D.C. natives are generally familiar with the term “bama,” but outside the area, not so much.Originally, “bama” was a word that black D.C. residents applied to Southern transplants who seemed less urbane, or unsophisticated—-a kind of “black hick,” according to cultural anthropologist John Franklin. It’s since grown to refer to any person who’s tacky, rude, ignorant, or simply distasteful in any way (though older people probably still use it just as a synonym for “country”). Comic Huggy Lowdown has long crowned his “Bama of the Week” on the syndicated Tom Joyner Morning Show; he recently named Bobby Brown a “bama for life.”
If you call somebody a “bama” among company that doesn’t know the word, it could cost you. In 2010, Chris Costa got fired from his job for calling out arguably bamafied behavior in the workplace. His employer, Dupont Circle restaurant Buca di Beppo, thought he’d used a racial slur, or something like a racial slur. (It isn’t, really. But it’s not polite, either.)

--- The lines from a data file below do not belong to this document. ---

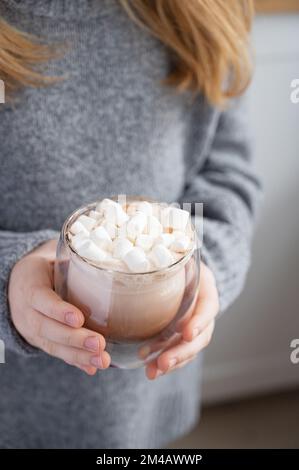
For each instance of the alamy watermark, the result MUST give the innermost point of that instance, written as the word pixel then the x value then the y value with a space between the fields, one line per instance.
pixel 294 356
pixel 2 92
pixel 294 96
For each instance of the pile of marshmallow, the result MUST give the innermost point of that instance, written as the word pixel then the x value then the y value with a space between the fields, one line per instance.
pixel 137 237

One question that’s never been satisfyingly answered about “bama” is how to spell it. “Bamma” is the more phonetic spelling, and it seems more common. But for their T-shirts, Star and Davis went with the single-M spelling. “The original term got created… [based on] people from Alabama,” she says. “The original spelling was ‘bama,’ so that’s what we decided to do with the T-shirt.” Plus, she thinks it just looks better, design-wise. “It looks fresher to have it with one M.” (For what it’s worth, the debate over “bamma” vs. “bama” is ongoing. City Paper has spelled it both ways in the past: here’s Exhibit A and Exhibit B.)

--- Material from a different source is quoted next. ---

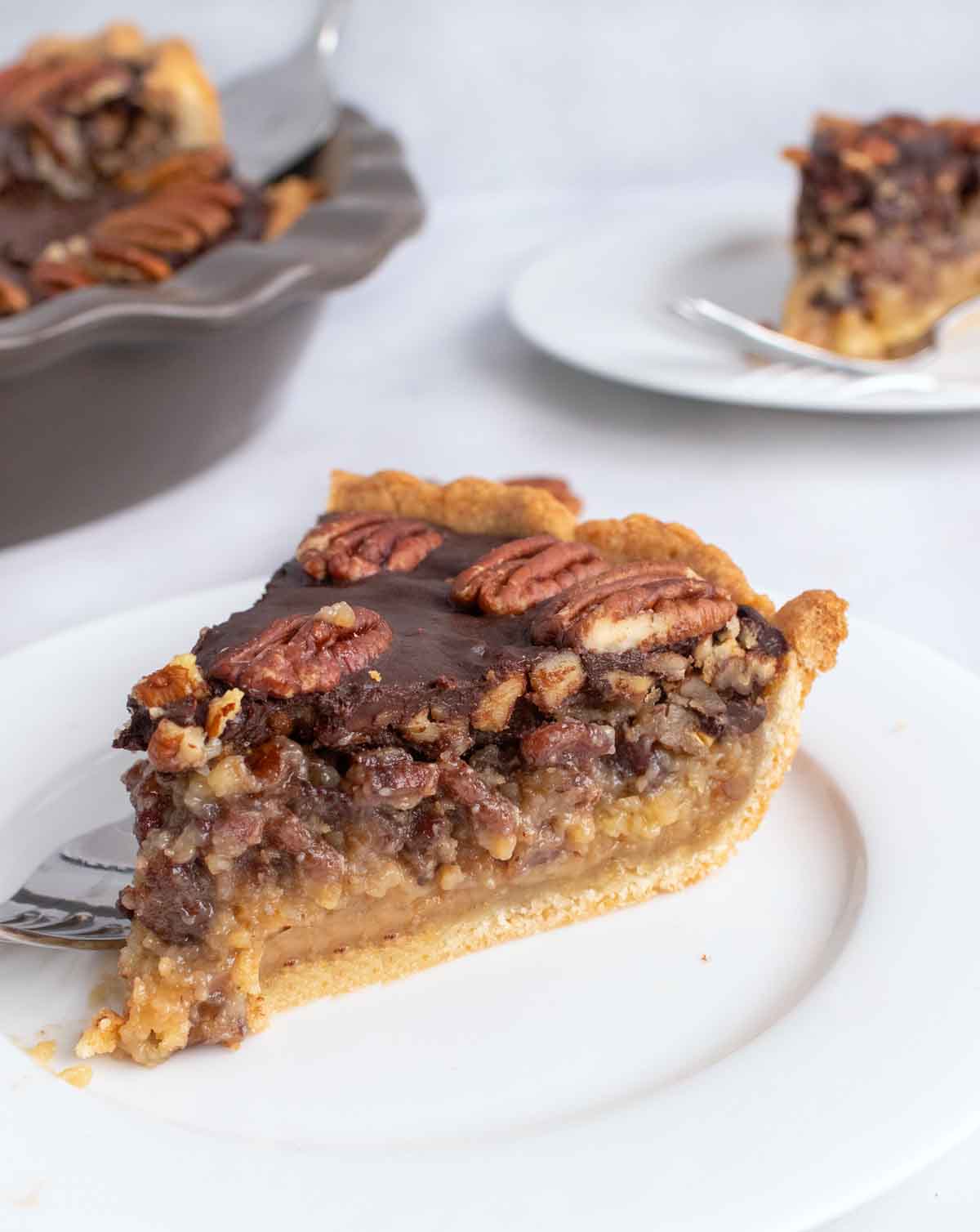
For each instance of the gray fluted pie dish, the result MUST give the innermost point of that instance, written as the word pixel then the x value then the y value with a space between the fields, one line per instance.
pixel 109 395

But does spelling “bama” with one “M” cause confusion? When I first saw the shirt online, I misread it as an anti-Obama T-shirt—-one of those “Nobama” shirts that were popular during the president’s first and second campaigns. Also, when people read “bama” for the first time, do they think it’s pronounced “bomma”? And what do Alabamians think about all of this? Star says there have been questions.”Some people from Alabama are like, ‘Are you talking about us?'”
Then there are the other bama shirts out there: Alabama Crimson Tide produces BAMA T-shirts (and tank tops, for lady bamas); the British Association of Mixed Martial Arts emblazons their T-shirts with the acronymn “BAMMA.” These are both fine gift options for the bamas in your life.

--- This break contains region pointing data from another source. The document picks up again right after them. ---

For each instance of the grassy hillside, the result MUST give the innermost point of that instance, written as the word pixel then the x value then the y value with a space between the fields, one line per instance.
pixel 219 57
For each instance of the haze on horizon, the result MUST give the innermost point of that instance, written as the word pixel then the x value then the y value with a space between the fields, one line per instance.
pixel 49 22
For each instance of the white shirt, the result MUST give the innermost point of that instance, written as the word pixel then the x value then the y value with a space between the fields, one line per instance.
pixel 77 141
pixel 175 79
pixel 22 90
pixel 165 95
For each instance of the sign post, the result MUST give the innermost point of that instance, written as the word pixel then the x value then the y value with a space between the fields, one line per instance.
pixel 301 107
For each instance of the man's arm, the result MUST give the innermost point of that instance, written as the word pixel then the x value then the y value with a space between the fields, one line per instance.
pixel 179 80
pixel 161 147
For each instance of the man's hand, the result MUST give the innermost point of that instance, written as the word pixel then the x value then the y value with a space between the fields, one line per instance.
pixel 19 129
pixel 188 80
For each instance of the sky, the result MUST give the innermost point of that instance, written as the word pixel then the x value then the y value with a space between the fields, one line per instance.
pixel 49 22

But the “Don’t be a bama” T-shirt may be one of the only widely available shirts that intentionally refers to a D.C. kind of bama. (If you know of another D.C. bama shirt, let me know.) That’s surprising, considering the term’s obvious fanbase. Star says she’s heard grumbling from people who wished they’d come up with the idea first. Her response? “It’s a little too late,” she says, “but you can buy a T-shirt.”